When Allison Yates got serious about running a few years ago, the history buff also happened to be reading The Battle of Lincoln Park: Urban Renewal and Gentrification in Chicago by Daniel Kay Hertz. Throughout the book, she kept thinking about how she’d like to run through some of the key places that were significant in the creation of the neighborhood we know today.

A former English teacher, Yates has been using literature as a way to connect with new places for years. While studying abroad in Argentina, she read stories from family members of people abducted by the country’s dictatorship, and in preparation for a trip to Asia, she read rick owens geth leather sneakers mnnf nike air force 1 and air max paper sneaker art.

So when running became a central part of her life, she wanted to combine her appetite for history with movement. She created the first and only running events organization with routes built around stories—modele 29233850 Cool shoe ORIGINAL homme.

On Thursday, the organization will be teaming up with The Chicago Race Riot of 1919 Commemoration Project (CRR19), sophia webster chiara 115 sandals item adidas solar glide 3 boost running pink black Lookingglass Theater puma rs 20 central mens sneakers in whitehigh risk redblack running tour commemorating the 1919 Chicago Race Riot on the same day and in the same places where the multi-day riots took place.

The five-mile tour will make three different stops in Chicago’s historic Bronzeville district—known as the city’s “Black Metropolis”—each one related to places mentioned in Hartfield’s 2022 book about the city’s “days of urban violence that shook the city of Chicago to its foundations.” Tour participants will have the chance to literally run through history.

The Race Riot started on July 27, 1919, when Chicagoans of all races headed to the shores of Lake Michigan to cool off. Seventeen-year-old Eugene Williams, in a boat with his friends, headed toward the segregated beach, inadvertently floated across an invisible line dividing the waters by race, which drew the ire of a group of white people. They began throwing stones at the boys, and one of them hit and knocked Williams out of the boat, causing him to drown. The police refused to arrest the white man who was considered responsible for Williams’ death. The racial conflict that had been brewing for years in the city and nation came to a head, resulting in 13 days of shootings, arson, and beatings—including 38 deaths.

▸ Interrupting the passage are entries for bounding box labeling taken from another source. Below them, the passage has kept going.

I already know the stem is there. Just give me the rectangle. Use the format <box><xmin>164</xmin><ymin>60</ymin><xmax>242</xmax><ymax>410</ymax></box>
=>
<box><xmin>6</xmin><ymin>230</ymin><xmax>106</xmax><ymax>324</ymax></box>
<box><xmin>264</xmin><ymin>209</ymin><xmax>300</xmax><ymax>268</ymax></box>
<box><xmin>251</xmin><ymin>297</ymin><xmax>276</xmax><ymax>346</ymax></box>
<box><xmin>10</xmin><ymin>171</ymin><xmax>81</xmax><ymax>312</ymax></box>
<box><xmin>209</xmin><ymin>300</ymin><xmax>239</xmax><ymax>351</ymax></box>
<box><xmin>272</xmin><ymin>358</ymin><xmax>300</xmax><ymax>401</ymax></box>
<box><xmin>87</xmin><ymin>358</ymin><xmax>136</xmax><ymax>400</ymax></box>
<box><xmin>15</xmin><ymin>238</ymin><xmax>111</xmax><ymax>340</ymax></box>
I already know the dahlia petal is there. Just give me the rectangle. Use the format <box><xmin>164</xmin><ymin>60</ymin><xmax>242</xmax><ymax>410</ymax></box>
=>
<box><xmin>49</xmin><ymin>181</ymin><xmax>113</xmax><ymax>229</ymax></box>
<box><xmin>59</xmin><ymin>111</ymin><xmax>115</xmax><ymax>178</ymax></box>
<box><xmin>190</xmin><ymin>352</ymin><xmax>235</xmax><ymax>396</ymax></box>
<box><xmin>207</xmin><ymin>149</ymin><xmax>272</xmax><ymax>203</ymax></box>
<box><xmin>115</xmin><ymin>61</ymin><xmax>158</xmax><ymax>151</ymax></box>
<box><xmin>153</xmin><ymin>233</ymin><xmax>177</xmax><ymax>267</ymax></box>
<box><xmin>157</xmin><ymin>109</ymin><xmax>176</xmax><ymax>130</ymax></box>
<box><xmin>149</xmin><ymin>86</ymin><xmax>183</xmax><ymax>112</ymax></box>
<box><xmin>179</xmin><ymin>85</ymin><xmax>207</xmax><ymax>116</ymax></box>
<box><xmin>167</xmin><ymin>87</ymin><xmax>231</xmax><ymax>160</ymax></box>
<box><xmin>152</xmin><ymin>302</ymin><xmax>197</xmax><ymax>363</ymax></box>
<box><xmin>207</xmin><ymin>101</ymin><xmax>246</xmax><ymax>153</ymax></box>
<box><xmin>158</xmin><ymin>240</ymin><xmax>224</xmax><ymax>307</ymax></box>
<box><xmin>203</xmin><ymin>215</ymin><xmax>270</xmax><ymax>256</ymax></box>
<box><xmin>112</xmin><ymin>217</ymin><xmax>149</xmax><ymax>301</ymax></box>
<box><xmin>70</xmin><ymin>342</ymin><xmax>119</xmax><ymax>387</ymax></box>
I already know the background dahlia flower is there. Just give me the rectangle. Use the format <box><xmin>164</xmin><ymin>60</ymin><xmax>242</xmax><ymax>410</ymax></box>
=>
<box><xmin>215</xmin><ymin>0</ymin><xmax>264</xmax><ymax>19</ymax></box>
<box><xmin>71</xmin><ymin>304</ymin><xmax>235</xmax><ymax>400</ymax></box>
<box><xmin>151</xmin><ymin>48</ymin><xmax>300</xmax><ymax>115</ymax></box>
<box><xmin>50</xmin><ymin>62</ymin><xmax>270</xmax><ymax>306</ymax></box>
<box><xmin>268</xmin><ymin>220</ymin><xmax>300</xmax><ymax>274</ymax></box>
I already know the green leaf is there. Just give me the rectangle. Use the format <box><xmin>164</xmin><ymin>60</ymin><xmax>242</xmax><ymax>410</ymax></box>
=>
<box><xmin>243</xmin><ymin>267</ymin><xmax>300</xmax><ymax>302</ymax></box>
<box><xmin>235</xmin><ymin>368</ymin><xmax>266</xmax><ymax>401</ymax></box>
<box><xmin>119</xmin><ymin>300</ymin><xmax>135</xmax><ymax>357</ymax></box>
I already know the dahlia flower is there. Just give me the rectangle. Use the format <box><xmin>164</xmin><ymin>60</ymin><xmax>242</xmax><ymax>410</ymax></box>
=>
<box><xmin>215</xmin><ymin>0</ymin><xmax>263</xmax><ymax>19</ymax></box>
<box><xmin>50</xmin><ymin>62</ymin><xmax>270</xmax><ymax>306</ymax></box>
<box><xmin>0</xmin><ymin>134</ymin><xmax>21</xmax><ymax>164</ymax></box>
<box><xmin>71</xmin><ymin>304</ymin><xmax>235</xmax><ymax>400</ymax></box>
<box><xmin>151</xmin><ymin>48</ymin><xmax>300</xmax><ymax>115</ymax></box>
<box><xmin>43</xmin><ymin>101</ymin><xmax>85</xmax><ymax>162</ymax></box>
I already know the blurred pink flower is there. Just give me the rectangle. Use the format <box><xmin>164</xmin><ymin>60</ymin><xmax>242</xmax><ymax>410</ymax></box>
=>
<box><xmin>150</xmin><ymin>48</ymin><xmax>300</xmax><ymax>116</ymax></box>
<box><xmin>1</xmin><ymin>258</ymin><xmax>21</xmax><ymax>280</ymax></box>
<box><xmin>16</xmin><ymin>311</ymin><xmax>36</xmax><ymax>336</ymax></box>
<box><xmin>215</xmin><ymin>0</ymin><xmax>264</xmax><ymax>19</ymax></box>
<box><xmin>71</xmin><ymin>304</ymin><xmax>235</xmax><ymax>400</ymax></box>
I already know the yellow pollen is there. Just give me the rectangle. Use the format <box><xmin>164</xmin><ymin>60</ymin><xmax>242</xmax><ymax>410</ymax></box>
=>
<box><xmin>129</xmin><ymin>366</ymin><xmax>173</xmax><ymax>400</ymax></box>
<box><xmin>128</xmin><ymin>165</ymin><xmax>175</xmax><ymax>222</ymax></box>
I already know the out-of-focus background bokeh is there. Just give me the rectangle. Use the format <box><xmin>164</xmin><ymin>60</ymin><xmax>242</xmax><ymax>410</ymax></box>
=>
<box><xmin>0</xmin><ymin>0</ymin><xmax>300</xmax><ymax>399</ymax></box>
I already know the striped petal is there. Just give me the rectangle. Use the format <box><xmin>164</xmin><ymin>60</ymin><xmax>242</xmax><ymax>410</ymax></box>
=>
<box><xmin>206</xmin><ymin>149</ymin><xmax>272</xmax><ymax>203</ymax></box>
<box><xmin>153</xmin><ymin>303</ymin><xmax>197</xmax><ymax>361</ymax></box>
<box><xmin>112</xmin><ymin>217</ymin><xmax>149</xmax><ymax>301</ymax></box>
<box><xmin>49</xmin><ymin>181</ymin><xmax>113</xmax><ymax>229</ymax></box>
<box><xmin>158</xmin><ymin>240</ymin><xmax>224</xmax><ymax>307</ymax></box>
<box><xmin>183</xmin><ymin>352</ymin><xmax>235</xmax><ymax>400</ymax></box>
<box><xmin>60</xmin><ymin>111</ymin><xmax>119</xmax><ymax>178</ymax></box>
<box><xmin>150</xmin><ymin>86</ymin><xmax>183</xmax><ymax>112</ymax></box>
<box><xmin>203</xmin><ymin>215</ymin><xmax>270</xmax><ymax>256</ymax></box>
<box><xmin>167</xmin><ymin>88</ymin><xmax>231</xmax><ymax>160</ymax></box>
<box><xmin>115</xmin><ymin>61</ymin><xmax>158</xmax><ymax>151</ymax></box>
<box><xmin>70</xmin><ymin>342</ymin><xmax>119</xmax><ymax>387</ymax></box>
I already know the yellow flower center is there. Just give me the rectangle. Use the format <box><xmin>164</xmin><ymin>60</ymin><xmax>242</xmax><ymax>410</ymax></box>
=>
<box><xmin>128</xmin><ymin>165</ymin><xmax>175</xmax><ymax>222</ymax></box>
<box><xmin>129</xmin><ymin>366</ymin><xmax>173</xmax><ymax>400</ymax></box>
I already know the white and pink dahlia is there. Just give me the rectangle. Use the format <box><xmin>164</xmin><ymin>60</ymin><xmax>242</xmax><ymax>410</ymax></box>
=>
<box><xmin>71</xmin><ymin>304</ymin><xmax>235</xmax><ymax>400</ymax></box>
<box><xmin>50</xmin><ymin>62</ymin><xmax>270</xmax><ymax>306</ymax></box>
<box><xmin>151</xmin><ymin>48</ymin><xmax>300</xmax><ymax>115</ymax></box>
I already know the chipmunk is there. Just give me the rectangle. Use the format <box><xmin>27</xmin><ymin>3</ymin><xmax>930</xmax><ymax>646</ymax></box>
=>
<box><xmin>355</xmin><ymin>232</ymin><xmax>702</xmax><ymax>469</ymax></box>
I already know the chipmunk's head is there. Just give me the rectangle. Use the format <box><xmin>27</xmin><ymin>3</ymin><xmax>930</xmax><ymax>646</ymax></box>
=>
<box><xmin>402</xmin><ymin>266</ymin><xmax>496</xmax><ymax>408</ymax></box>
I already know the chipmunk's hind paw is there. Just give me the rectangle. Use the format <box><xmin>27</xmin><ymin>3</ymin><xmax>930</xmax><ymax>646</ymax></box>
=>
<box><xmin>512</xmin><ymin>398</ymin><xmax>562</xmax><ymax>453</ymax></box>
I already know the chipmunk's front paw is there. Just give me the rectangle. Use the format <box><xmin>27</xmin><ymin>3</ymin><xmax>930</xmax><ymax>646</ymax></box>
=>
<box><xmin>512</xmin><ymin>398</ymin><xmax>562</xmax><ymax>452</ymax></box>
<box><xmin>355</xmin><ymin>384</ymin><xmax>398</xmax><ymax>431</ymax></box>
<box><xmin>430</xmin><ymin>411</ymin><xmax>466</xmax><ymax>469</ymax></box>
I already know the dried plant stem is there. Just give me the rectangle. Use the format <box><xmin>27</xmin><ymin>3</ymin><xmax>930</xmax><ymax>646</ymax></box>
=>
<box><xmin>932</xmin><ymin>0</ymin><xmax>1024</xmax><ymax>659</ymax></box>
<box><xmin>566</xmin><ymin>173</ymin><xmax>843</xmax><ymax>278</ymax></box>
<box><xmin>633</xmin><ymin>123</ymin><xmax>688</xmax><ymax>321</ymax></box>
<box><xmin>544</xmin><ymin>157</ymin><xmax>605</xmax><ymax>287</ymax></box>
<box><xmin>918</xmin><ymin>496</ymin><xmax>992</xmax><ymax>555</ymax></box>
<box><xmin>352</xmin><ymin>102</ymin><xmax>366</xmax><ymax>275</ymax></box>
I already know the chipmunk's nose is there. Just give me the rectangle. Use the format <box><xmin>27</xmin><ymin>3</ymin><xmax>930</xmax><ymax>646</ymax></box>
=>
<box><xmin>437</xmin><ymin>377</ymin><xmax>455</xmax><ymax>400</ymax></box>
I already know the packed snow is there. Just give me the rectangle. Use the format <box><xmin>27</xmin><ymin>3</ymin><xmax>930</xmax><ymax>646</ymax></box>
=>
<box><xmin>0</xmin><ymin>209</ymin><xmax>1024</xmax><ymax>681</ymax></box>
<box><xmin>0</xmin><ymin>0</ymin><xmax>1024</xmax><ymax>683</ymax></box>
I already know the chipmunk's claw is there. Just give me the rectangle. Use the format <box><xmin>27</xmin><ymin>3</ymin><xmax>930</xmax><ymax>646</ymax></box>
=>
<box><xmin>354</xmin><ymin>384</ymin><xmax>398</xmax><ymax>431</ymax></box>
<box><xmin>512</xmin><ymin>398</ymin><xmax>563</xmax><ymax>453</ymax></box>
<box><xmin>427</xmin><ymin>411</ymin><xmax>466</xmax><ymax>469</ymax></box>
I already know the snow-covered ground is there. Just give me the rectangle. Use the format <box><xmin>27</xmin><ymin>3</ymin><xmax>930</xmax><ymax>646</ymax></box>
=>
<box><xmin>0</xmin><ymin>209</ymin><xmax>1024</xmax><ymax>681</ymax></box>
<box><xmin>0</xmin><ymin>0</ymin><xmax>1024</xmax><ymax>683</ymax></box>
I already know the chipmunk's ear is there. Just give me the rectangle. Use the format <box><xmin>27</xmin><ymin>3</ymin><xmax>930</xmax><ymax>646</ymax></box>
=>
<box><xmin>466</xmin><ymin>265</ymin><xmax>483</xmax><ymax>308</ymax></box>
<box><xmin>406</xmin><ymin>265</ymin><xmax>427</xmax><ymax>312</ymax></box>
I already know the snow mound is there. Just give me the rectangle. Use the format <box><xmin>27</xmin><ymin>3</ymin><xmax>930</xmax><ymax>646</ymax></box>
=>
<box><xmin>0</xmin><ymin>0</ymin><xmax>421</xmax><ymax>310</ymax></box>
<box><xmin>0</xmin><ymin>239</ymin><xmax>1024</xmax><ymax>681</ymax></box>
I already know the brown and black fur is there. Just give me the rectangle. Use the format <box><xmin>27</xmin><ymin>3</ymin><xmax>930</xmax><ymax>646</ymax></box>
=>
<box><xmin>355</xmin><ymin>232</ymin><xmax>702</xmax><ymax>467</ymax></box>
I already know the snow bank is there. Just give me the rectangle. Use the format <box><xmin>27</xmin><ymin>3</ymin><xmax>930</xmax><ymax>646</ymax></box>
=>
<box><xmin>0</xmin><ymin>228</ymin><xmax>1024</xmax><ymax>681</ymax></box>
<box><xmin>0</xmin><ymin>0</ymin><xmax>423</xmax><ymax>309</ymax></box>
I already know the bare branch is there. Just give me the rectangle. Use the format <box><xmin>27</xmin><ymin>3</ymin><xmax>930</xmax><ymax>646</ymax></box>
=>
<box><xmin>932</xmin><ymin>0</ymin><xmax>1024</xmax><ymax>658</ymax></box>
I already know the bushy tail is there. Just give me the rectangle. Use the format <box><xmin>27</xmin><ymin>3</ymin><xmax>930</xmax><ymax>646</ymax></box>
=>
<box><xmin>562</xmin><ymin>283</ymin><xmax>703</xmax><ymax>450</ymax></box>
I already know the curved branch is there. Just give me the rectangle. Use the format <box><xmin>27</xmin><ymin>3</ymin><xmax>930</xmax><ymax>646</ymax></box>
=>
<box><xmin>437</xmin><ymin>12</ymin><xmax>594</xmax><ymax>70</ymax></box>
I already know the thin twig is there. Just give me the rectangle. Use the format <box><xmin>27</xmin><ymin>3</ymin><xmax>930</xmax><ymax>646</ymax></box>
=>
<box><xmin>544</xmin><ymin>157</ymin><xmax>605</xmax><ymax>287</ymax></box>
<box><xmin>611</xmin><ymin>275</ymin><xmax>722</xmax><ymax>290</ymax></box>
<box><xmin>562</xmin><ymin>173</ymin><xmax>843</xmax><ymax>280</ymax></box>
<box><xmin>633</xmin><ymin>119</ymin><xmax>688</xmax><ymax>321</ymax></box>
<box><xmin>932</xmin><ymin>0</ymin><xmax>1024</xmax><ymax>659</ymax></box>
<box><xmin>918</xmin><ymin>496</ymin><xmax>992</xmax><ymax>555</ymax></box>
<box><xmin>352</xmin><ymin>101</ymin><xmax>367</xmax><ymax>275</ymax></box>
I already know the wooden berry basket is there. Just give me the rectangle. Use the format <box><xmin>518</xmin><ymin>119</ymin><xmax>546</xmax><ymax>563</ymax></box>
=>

In a segment on Fox 32 about the upcoming tour, CRR19 director Peter Cole talked about how these events over 100 years ago still affect daily life in 2023. “I’m a historian and a professor and I taught in Illinois for over 20 years,” he said. “No one knows about this, right? It’s the worst episode of racial violence in the history of the city of Chicago. It created, we say, the origin story of residential segregation.”

You can register for the running tour here.

Lettermark
Abby Carney
Writer

Abby Carney is a writer and journalist in New York. A former D1 college runner and current amateur track athlete, she's written about culture and characters in running and outdoor sports for Runner's World, essie sneakers see by chloe shoes, chopper boots salvatore ferragamo shoes chopper nero, and other outlets. She also writes about things that have nothing to do with running, and was previously the editor of a food magazine.